No encontro do Clube de Jurisprudência da EBDM realizado em 19.07.2023, conversamos sobre um acórdão e sua respectiva sentença, onde a genitora foi condenada ao pagamento de 40 salários-mínimos a título de danos morais por denunciar o genitor por estupro de vulnerável. Apenas pela leitura da decisão, é nítida a empatia e a solidarização do magistrado de primeira instância com o Autor/Genitor, que a todo momento defende a honra dele como se sua fosse. A decisão foi mantida em segunda instância.
Como disse a Fernanda Pereira na defesa de sua monografia, a Alienação Parental é uma ferramenta "nova" para uma tática antiga: taxar as mulheres como loucas, vingativas e más. E aqui acrescento, para a proteção de homens, seus interesses e suas violências.
Crianças e adolescentes, por sua vez, são deixadas de lado, sem que seus melhores interesses sejam efetivamente analisados. Sua proteção é resumida à convivência com o genitor, mesmo quando ele lhe violenta ou quando ao menos se suspeita que isso ocorre.
O homem cis, hetero, branco, proprietário, é o maior bem a ser protegido e, para isso, magistrados também se utilizam da desumanização de mulheres e crianças/adolescentes, o que fica evidente nos casos de violência sexual.
As lutas pelo reconhecimento e pela garantia dos direitos das mulheres e crianças e adolescentes no Brasil ultrapassam a revogação da pseudociência da Alienação Parental, mas devem, necessariamente, passar por ela. A manutenção da Lei assim como da pseu
dociência que a embasa, representa a institucionalização de uma ferramenta essenc
ialmente patriarcal, misógina e adultocêntrica.
Tratando-se dos casos de violência sexual, contribui inclusive para a subnotificação dos casos no país, uma vez que a simples denúncia é suficiente para a prática de violências institucionais.
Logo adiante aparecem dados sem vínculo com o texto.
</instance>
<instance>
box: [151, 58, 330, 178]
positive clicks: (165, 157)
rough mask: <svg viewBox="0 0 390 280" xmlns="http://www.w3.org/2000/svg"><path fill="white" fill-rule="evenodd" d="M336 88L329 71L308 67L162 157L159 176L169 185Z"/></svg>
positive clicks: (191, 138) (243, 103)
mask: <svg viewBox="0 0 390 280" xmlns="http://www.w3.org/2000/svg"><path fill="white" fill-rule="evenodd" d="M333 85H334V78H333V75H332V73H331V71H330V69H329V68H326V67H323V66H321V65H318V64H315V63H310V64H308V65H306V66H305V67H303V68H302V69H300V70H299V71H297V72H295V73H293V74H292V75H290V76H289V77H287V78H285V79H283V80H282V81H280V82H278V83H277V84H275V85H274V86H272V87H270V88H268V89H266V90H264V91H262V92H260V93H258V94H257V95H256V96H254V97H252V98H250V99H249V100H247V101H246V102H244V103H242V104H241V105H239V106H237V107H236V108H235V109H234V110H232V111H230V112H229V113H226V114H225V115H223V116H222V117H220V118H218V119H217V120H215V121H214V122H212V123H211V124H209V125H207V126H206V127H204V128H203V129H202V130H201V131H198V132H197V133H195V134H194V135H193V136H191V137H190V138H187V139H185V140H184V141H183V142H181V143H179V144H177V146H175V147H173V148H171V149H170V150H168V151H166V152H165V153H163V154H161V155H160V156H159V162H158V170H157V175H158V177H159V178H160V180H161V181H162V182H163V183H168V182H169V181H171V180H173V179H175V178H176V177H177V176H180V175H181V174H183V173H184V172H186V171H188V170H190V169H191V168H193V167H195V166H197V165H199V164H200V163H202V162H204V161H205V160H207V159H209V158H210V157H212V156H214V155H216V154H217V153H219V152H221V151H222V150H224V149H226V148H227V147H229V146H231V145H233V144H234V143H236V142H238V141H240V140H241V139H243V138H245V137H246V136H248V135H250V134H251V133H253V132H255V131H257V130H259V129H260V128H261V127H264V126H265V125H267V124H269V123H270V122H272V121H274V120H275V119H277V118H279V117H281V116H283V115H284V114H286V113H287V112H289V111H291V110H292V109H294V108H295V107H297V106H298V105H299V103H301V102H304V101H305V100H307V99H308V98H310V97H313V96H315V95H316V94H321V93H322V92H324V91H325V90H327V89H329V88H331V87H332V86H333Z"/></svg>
Não precisamos da Lei de Alienação Parental. Precisamos da efetivação do ECA através da compreensão fundamentada, científica, do que são os melhores interesses das crianças e adolescentes, do que de fato significa sua proteção integral. Precisamos do fortalecimento e da observância dos Tratados Internacionais ratificados pelo Brasil e que garantem uma vida sem violência, inclusive no exercício da maternidade.